Indonesia’s Mount Merapi spews ash in new eruption
Alert status has already been raised since Indonesia’s 2,968-metre mountain last erupted in August 2019.
Indonesia’s most volatile volcano on Sunday spewed ash and hot gas in a massive column as high as 6km (3.7 miles) into the sky.
Mount Merapi’s clouds of ash, accompanied by a rumbling sound heard kilometres (miles) away, blanketed several villages on the main island of Java.
Indonesia’s Center for Volcanology and Geological Hazard Mitigation did not raise Merapi’s alert status, which already was at the third-highest level since it began erupting last August.
In March, an eruption triggered the closure of the airport in Solo on the densely populated Java, authorities said. Since the March eruption, the local disaster mitigation agency has been warning people to keep out of a 3km (1.8 miles) exclusion zone around Merapi.
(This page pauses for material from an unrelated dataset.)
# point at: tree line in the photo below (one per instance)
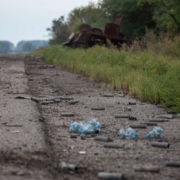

The 2,968-metre (9,737-foot) mountain is the most active of 500 Indonesian volcanoes. It has rumbled and generated dark hot clouds since last year.
Its last major eruption in 2010 killed 353 people.
Indonesia, an archipelago of 270 million people, is prone to earthquakes and volcanic activity because it sits along the Pacific Ring of Fire, a horseshoe-shaped series of fault lines around the ocean.